Avec plus de 90 % des bulletins de vote dépouillés et un score actuellement à 52,1 % des voix, la victoire de Daniel Noboa à l’élection présidentielle équatorienne est nette, bien que le programme qu’il cherchera à appliquer en tant que président ne soit pas encore totalement défini.
- Noboa est un jeune homme d’affaires, fils de l’homme d’affaires le plus riche du pays, le milliardaire Álvaro Noboa, qui a tenté à cinq reprises d’être président.
- Très peu connu et avec peu d’expérience en politique, il n’est pas rattaché à un parti et refuse de se définir idéologiquement. Ce que l’on sait cependant, c’est que toutes les décisions économiques qu’il prendra auront d’une manière ou d’une autre une répercussion sur la fortune de sa famille — résultat de l’exportation de la banane, deuxième produit d’exportation du pays après le pétrole. Noboa a également promis de réduire les impôts et d’accentuer les investissements étrangers en Équateur.
- Si le corréisme était l’ennemi politique du père, Noboa fils a quant à lui refuser d’attaquer trop frontalement son adversaire, Luisa González. Durant toute la campagne sa stratégie a consisté à se montrer comme une personnalité neuve et moderne, éloignée des partis et des hommes politiques traditionnels. Lors du débat présidentiel face à six autres candidats, il n’a aucun moment débattu avec ces derniers, préférant à chaque fois s’adresser directement aux Équatoriens.
Après la défaite d’Andrés Arauz contre Guillermo Lasso en 2021, c’est un nouvel échec pour Rafael Correa qui avait désigné Luisa González comme candidate afin de pouvoir gouverner par personne interposée en cas de victoire.
- Le résultat est d’une certaine manière une surprise : le parti de Correa, Révolution citoyenne, a remporté Quito, Guayaquil et 48 autres villes, et a obtenu des préfets dans neuf des 24 provinces au moment des élections provinciales et municipales de février dernier. De très bons résultats qui pouvaient laisser croire que le corréisme était bien parti pour revenir au pouvoir.
- Cependant, Luisa González a sans doute payé le fait qu’elle était peu connue du public, ainsi que son manque charisme — qui l’a condamnée à rester dans l’ombre de son mentor.

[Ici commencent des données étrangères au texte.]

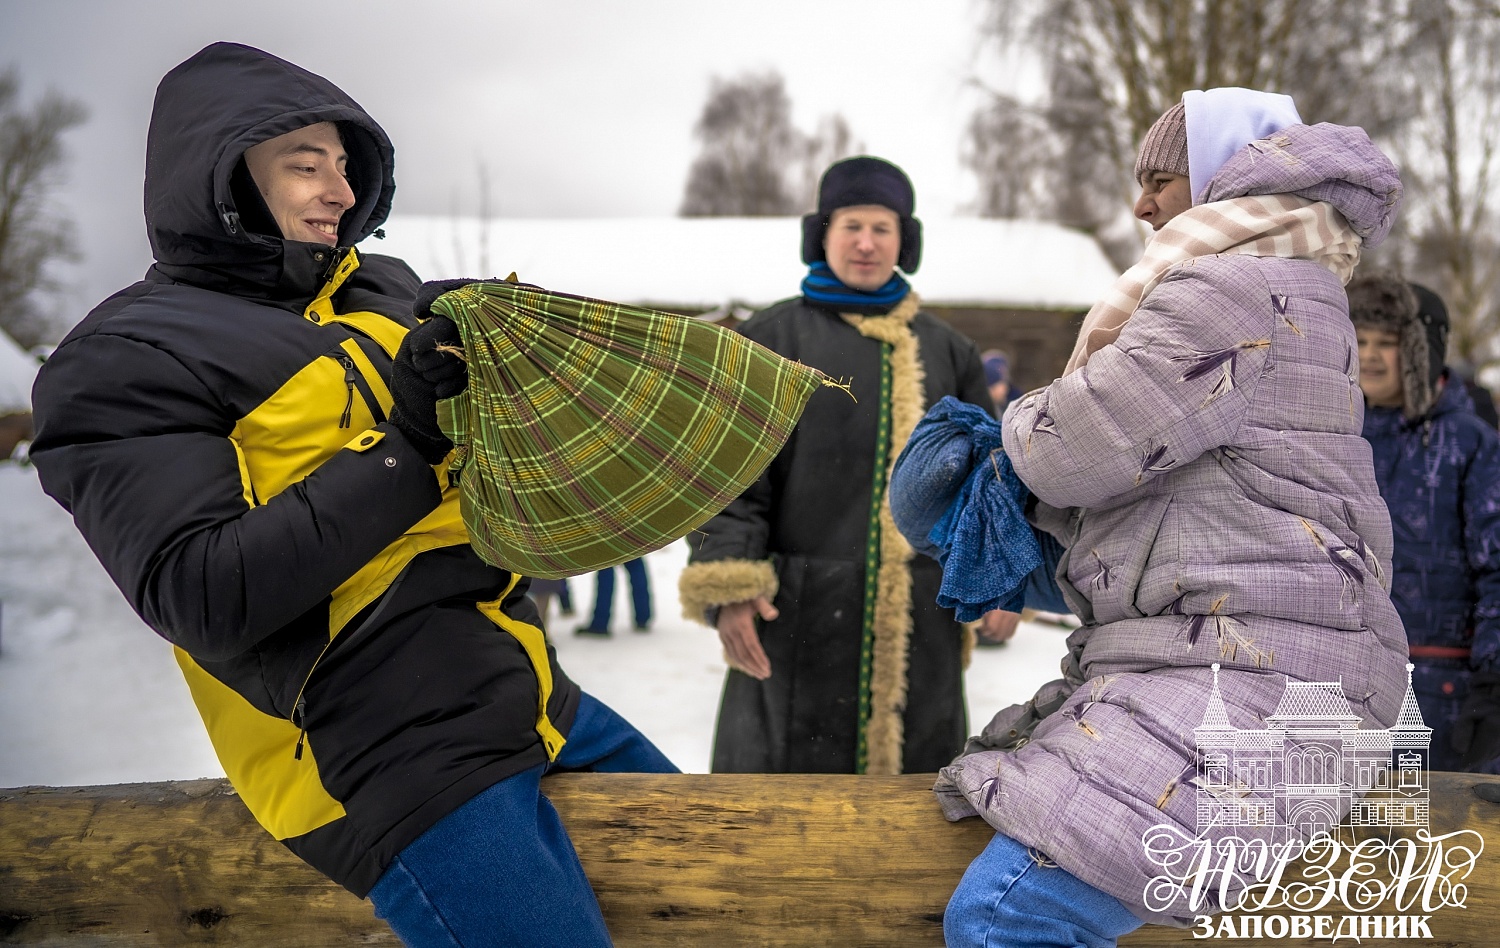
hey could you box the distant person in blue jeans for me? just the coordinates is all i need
[527,576,576,626]
[575,557,653,636]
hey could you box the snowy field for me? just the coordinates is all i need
[0,462,1072,788]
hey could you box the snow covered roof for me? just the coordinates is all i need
[370,216,1119,312]
[0,330,39,413]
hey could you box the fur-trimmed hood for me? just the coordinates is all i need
[1346,270,1449,419]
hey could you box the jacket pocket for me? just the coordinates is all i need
[477,590,568,762]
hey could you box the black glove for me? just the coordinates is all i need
[388,280,475,464]
[412,278,481,320]
[1451,672,1500,770]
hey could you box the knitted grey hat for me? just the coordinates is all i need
[1134,102,1189,185]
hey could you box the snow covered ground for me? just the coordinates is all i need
[0,462,1072,787]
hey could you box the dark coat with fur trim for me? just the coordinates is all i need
[1365,379,1500,769]
[685,296,991,774]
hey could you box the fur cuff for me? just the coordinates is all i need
[678,559,779,625]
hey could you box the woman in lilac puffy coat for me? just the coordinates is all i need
[938,89,1409,945]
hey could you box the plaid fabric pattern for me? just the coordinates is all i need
[1064,194,1360,374]
[431,281,833,578]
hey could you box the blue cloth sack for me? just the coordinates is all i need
[890,397,1048,621]
[888,417,974,560]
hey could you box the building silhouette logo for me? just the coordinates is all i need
[1143,662,1483,936]
[1192,661,1432,839]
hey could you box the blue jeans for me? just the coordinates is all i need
[586,558,652,630]
[946,832,1143,948]
[369,692,678,947]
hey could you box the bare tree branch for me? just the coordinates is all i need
[966,0,1427,272]
[0,68,87,349]
[1401,0,1500,371]
[679,71,859,217]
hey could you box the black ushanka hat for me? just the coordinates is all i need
[801,156,923,274]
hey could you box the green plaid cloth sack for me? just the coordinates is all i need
[431,280,838,578]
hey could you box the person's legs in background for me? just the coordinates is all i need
[557,577,575,617]
[945,832,1142,948]
[576,567,615,636]
[525,578,570,630]
[529,591,556,627]
[622,557,653,632]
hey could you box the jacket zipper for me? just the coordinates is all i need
[287,641,333,762]
[293,697,309,760]
[326,349,388,428]
[289,334,400,760]
[337,355,357,428]
[286,564,413,760]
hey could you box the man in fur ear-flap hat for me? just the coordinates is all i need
[1349,270,1500,774]
[679,155,1008,776]
[800,155,924,286]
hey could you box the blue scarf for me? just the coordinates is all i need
[800,261,910,314]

- Ces résultats montrent qu’une grande partie de la société équatorienne continue de rejeter le corréisme. La stratégie de Noboa après le premier tour a d’ailleurs essentiellement consisté à rassembler le vote des anti-Correa.

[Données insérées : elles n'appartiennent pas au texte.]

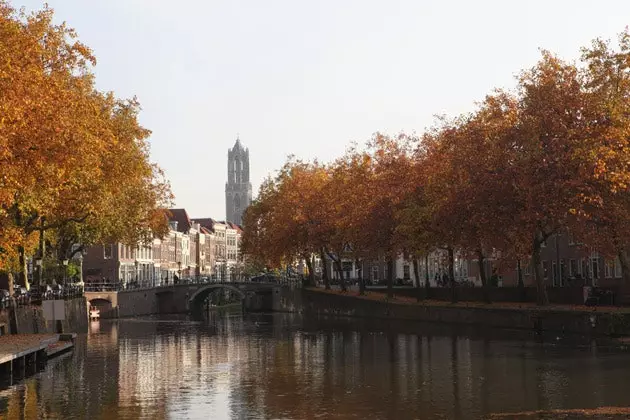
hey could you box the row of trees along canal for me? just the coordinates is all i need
[0,3,172,291]
[242,31,630,306]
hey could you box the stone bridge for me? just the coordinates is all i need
[85,282,283,317]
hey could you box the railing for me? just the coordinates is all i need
[2,284,85,309]
[83,275,304,293]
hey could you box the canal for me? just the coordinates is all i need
[1,313,630,419]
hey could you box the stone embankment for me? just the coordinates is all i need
[272,288,630,337]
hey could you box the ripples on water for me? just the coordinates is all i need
[1,313,630,419]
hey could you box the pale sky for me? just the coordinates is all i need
[16,0,630,219]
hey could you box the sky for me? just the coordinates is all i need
[15,0,630,219]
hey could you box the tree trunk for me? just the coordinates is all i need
[304,256,315,287]
[7,272,14,296]
[517,259,526,302]
[532,231,549,306]
[357,258,365,295]
[477,249,490,303]
[18,245,29,290]
[424,254,431,299]
[612,234,630,289]
[335,260,346,292]
[386,256,394,300]
[618,248,630,287]
[320,249,330,290]
[448,247,457,303]
[412,257,422,301]
[37,217,46,287]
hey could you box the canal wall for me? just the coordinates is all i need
[102,285,278,318]
[2,298,88,335]
[366,286,589,305]
[273,288,630,337]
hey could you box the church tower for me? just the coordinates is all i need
[225,137,252,225]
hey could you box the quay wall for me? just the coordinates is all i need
[273,288,630,337]
[2,298,88,335]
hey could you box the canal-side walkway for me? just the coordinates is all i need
[302,288,630,336]
[314,288,630,313]
[0,333,76,380]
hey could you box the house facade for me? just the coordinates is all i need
[82,209,244,288]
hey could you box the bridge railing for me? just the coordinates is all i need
[84,275,304,293]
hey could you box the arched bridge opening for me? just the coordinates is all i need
[188,284,247,313]
[88,298,113,312]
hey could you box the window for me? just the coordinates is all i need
[581,259,588,277]
[605,260,614,278]
[524,262,531,276]
[104,244,113,259]
[461,260,468,278]
[372,265,379,281]
[569,259,577,277]
[403,265,410,280]
[615,257,623,278]
[542,261,549,279]
[591,257,599,279]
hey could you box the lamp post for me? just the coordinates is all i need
[35,258,42,288]
[62,259,68,285]
[177,261,182,283]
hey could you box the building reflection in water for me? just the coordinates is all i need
[0,313,629,419]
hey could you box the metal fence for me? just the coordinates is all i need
[83,275,304,293]
[1,283,85,309]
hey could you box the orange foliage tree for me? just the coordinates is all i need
[242,32,630,307]
[0,3,171,290]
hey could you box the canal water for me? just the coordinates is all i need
[1,313,630,419]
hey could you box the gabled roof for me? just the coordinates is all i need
[199,226,213,235]
[226,222,244,233]
[193,218,217,233]
[168,208,192,233]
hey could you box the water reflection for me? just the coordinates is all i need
[0,313,630,419]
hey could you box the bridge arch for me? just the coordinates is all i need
[88,298,113,312]
[187,284,246,312]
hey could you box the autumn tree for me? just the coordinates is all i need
[242,160,331,286]
[0,3,171,289]
[576,30,630,287]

- À noter également la participation très haute : 82,33 % des électeurs se sont rendus aux urnes hier.
Daniel Noboa deviendra officiellement le plus jeune président de l’histoire du pays à partir de son investiture en décembre. Il sera investi pour 16 mois seulement — le temps de mandat qu’il restait à Guillermo Lasso qui a dissous l’assemblée et convoqué de nouvelles élections afin d’éviter un procès politique pour corruption.
Noboa devra ainsi prendre les rênes d’un pays enfoui dans une crise aux multiples facettes.
- Une crise économique d’abord : le pays devra faire face à un déficit de 5 milliards de dollars à la fin de cette année, avec une croissance économique de seulement 0,8 %. Noboa n’aura sans doute pas suffisamment de temps pour entreprendre les réformes, notamment fiscales, que les experts jugent nécessaires.
- L’Équateur fait face à une vague de violences sans précédent : rébellions dans les prisons, corps démembrés dans les rues, assassinats par des sicarios. En septembre, il y a eu 3 600 homicides recensés dans le pays ; deux fois plus que l’année dernière.
- Le narcotrafic s’est peu à peu installé dans un pays qui en était jusqu’alors épargné, phénomène pouvant être la conséquence de son emplacement géographique – avec sa grande ouverture sur le Pacifique – et d’autre part de la dollarisation de son économie.
- Un moment clef de la campagne présidentielle a été l’assassinat de Fernando Villavicencio, un candidat qui avait l’habitude de dénoncer la corruption. C’est à partir de ce moment-là que Noboa est passé de la dernière à la première place dans les sondages.
Beaucoup d’Équatoriens attendent des mesures fortes de la part du nouveau président en matière de sécurité. Son programme sur ces sujets clefs reste cependant pour le moment assez vague : Noboa a pour l’instant évoqué l’utilisation de drones, la militarisation des prisons, des ports et des douanes afin d’essayer de reprendre le contrôle du pays.